Proliferation and death of conditionally immortalized neural cells from murine neocortex: p53 alters the ability of neuron-like cells to re-enter the cell cycle.

Neurons are distinctive in that they are generally considered to be permanently post-mitotic cells. The oncoprotein p53 is a key regulator in neuronal development, notably in cell proliferation and neuronal death. We hypothesize that p53 maintains the post-mitotic characteristic of differentiated neurons. New lines of conditionally immortalized cortical cells were generated to test this hypothesis. Populations of cells were obtained from the neocortices of dual transgenic mice that were null for p53 and expressed a temperature-sensitive SV40 large T antigen. At a permissive temperature (32 degrees C), the cells continued to proliferate and most expressed nestin and proteins associated with glia.
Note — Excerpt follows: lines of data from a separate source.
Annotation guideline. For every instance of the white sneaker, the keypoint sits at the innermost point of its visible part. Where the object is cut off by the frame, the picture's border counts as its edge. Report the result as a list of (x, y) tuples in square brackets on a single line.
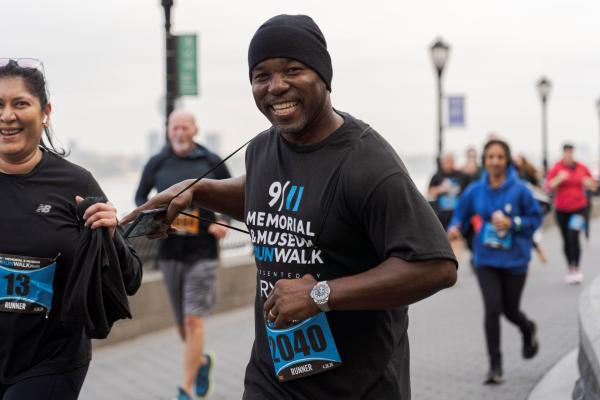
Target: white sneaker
[(569, 278)]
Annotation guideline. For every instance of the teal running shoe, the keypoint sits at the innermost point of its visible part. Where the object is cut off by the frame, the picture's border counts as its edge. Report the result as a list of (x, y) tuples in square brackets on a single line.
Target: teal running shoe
[(204, 377), (182, 395)]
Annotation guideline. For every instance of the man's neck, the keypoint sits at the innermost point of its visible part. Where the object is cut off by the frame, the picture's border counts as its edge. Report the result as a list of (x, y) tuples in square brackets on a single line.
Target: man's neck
[(323, 126)]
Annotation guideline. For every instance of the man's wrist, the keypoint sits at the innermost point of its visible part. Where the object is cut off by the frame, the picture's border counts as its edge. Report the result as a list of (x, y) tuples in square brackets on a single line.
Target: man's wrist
[(320, 295)]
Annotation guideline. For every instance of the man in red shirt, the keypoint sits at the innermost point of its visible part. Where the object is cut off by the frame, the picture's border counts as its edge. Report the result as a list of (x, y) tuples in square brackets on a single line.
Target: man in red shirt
[(569, 180)]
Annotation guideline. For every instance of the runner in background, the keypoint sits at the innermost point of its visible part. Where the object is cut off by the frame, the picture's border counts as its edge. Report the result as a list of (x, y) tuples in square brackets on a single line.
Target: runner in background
[(188, 258), (569, 180), (445, 187), (508, 215), (529, 174)]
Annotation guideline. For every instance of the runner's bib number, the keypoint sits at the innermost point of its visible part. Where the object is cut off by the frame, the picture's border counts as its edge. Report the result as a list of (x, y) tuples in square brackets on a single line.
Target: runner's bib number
[(576, 222), (492, 239), (304, 349), (26, 284)]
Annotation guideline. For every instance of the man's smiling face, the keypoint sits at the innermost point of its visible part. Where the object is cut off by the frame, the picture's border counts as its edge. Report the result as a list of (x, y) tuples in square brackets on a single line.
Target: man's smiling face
[(290, 94)]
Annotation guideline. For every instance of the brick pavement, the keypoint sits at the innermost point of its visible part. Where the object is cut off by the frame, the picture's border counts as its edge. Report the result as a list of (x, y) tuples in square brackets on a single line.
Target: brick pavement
[(446, 334)]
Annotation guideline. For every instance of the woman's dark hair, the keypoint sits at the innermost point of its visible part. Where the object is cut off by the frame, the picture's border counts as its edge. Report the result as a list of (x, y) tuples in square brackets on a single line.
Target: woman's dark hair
[(500, 143), (36, 85)]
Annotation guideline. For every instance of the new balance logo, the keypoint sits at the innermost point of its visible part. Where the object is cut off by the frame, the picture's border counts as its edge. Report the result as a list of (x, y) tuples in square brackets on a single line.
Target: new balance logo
[(44, 208)]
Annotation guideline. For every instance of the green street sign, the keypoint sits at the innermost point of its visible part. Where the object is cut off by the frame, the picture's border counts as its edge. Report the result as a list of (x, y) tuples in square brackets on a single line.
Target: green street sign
[(187, 66)]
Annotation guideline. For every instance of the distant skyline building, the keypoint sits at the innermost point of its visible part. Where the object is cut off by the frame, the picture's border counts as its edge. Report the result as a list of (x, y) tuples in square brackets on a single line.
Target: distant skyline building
[(212, 141), (155, 142)]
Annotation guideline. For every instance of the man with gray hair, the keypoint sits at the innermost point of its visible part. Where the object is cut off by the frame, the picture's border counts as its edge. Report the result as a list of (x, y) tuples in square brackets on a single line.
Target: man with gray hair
[(188, 259)]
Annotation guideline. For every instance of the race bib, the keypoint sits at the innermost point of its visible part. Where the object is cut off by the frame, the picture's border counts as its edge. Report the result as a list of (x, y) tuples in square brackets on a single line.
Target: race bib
[(577, 222), (447, 202), (186, 225), (26, 284), (493, 240), (304, 349)]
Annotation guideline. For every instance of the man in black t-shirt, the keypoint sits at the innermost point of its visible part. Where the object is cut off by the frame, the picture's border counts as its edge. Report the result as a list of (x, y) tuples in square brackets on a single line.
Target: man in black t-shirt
[(445, 188), (343, 240), (188, 258)]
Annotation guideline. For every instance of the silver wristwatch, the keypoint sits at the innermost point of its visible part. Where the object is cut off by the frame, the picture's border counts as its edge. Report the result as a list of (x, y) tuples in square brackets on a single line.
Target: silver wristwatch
[(320, 295)]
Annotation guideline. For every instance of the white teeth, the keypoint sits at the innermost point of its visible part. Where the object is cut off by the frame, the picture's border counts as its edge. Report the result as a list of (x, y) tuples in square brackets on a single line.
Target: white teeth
[(284, 105), (9, 131)]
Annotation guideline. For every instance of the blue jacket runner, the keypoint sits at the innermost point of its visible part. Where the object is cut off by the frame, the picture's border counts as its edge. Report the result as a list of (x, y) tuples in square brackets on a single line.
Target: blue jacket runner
[(514, 199)]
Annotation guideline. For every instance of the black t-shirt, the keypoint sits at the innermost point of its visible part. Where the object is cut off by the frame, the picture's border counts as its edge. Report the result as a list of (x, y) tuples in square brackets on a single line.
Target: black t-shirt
[(192, 242), (39, 219), (376, 212)]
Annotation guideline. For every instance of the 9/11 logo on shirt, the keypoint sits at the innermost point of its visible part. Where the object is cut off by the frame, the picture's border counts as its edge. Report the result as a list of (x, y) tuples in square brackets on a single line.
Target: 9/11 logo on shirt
[(291, 198), (43, 208)]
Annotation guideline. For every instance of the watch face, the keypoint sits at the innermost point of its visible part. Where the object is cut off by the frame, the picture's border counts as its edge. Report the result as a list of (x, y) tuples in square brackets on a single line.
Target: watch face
[(320, 292)]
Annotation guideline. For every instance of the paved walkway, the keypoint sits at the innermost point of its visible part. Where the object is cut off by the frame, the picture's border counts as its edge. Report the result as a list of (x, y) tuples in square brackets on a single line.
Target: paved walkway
[(446, 334)]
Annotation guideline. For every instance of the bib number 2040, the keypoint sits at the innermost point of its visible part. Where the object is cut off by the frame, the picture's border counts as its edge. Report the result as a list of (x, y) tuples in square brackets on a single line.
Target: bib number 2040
[(17, 284), (281, 345), (304, 349)]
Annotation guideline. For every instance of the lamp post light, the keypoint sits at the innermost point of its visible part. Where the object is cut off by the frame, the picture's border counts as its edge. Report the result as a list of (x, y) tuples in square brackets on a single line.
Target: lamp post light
[(171, 60), (543, 87), (439, 56)]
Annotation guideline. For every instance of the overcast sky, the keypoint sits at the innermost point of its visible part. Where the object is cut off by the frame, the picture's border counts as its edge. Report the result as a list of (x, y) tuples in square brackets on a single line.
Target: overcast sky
[(105, 65)]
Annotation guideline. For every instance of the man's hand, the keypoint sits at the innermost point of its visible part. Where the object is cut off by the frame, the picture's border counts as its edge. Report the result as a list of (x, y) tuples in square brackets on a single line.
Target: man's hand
[(100, 215), (290, 301), (218, 231), (164, 198)]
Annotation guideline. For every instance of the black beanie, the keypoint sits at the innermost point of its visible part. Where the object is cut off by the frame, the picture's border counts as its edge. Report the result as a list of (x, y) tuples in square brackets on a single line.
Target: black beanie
[(292, 36)]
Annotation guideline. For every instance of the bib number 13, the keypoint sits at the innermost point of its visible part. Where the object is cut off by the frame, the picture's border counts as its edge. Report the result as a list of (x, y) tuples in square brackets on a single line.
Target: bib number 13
[(17, 284)]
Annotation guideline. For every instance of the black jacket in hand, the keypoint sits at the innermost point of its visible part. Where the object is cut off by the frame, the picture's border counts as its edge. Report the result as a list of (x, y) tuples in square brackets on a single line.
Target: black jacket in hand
[(105, 270)]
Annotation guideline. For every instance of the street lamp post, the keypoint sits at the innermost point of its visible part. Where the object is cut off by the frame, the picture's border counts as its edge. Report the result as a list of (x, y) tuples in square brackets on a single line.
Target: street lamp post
[(439, 56), (171, 60), (543, 87), (598, 108)]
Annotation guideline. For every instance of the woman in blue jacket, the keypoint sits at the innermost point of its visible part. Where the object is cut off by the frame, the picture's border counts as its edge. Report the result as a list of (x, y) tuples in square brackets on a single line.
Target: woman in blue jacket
[(505, 215)]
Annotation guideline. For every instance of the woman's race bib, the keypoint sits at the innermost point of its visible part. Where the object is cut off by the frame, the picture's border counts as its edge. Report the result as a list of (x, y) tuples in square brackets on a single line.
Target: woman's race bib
[(577, 222), (26, 284), (491, 238), (304, 349)]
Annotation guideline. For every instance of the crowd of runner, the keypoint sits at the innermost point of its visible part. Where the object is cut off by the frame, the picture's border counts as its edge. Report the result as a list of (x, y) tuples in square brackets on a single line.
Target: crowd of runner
[(344, 241)]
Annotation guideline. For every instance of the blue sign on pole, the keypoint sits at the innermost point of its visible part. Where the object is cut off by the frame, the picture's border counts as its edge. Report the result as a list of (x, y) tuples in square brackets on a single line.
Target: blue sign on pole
[(456, 111)]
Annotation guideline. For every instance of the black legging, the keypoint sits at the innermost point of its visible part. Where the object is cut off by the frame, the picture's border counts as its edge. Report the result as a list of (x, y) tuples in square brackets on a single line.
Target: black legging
[(501, 291), (64, 386), (570, 237)]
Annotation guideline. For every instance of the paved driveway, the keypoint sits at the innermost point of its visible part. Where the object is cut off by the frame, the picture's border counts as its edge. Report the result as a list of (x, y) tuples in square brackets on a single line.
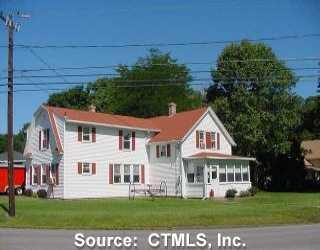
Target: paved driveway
[(302, 237)]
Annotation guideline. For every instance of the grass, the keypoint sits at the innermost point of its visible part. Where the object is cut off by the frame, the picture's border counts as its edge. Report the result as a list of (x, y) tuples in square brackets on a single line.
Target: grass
[(263, 209)]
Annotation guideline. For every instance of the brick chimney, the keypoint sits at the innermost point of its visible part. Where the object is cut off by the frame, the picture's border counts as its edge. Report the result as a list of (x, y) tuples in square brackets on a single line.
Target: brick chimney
[(92, 108), (172, 108)]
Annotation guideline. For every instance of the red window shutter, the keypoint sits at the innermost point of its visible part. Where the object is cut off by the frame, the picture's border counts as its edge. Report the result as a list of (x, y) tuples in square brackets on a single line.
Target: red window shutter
[(197, 139), (40, 140), (39, 174), (30, 175), (110, 174), (79, 167), (94, 170), (57, 174), (142, 174), (120, 139), (208, 140), (168, 150), (48, 171), (93, 134), (133, 137), (79, 133)]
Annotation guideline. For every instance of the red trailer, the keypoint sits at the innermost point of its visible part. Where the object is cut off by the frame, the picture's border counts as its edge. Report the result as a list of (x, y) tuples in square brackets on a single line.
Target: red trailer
[(19, 178)]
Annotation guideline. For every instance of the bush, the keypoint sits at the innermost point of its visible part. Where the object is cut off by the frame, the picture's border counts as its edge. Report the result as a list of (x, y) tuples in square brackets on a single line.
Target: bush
[(231, 193), (253, 191), (28, 192), (42, 193), (245, 193)]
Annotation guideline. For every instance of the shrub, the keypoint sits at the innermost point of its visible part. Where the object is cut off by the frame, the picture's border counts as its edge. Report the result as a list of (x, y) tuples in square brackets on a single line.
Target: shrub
[(245, 193), (253, 191), (28, 192), (42, 193), (231, 193)]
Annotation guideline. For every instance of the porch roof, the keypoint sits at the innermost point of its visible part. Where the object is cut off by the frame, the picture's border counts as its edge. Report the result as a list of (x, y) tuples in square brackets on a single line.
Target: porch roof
[(213, 155)]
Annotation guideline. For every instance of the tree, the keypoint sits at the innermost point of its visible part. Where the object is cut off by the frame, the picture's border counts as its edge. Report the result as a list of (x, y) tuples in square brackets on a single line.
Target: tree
[(77, 97), (252, 94), (146, 88)]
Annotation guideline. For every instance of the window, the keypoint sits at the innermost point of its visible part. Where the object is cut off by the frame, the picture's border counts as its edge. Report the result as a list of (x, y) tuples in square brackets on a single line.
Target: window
[(116, 173), (86, 134), (190, 174), (163, 152), (245, 173), (230, 173), (213, 140), (237, 171), (44, 177), (222, 174), (136, 174), (86, 168), (126, 173), (35, 173), (201, 139), (45, 138), (199, 174)]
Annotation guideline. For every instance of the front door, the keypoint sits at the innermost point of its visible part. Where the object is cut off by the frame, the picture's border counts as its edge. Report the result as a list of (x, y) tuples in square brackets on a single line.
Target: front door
[(212, 181)]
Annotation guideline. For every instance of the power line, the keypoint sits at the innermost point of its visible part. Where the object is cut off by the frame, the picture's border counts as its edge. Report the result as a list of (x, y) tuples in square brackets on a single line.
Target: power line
[(175, 44)]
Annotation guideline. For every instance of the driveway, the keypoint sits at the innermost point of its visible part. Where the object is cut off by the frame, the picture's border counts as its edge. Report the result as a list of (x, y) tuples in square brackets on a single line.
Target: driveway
[(295, 237)]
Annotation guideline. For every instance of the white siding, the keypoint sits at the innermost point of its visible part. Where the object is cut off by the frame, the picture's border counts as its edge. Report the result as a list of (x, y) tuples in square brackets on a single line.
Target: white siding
[(103, 152), (206, 124), (166, 169)]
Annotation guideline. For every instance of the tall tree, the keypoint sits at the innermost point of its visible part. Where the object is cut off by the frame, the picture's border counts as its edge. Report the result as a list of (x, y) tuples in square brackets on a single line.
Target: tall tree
[(77, 97), (145, 89), (252, 94)]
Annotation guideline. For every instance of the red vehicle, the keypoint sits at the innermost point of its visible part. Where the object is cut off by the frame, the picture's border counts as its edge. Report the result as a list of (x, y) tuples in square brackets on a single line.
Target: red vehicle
[(19, 178)]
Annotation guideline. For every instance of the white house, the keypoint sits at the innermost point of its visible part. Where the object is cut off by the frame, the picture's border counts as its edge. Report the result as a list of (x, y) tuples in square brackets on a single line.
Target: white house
[(91, 154)]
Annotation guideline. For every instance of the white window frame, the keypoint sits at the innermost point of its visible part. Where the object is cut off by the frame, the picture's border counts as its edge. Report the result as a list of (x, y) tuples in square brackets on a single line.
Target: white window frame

At a non-permissive temperature (39 degrees C), the cells expressed cytoskeletal proteins associated with differentiated neurons such as microtubule associated protein 2 and neurofilament 200. Under permissive conditions, both p53(+/-) and p53(-/-) cells exhibited similar cycling behaviors; the length of the cell cycle was 13-15 h and >85% of the cells were actively cycling. In non-permissive conditions, most p53(+/-) cells stopped dividing, whereas the p53(-/-) cells continued to proliferate. The survival of the cells also differed. In the non-permissive conditions, many p53(+/-) cells died following treatment with a neurotoxin (ethanol, 400 mg/dl), whereas the p53(-/-) cells did not. After re-introduction to the permissive conditions, both cell lines expressed neuron-like characteristics, but only the p53(-/-) cells retained their ability to cycle. Therefore, p53-mediated activities appear to be involved in the proliferation, survival, and post-mitotic nature of neuron-like cells.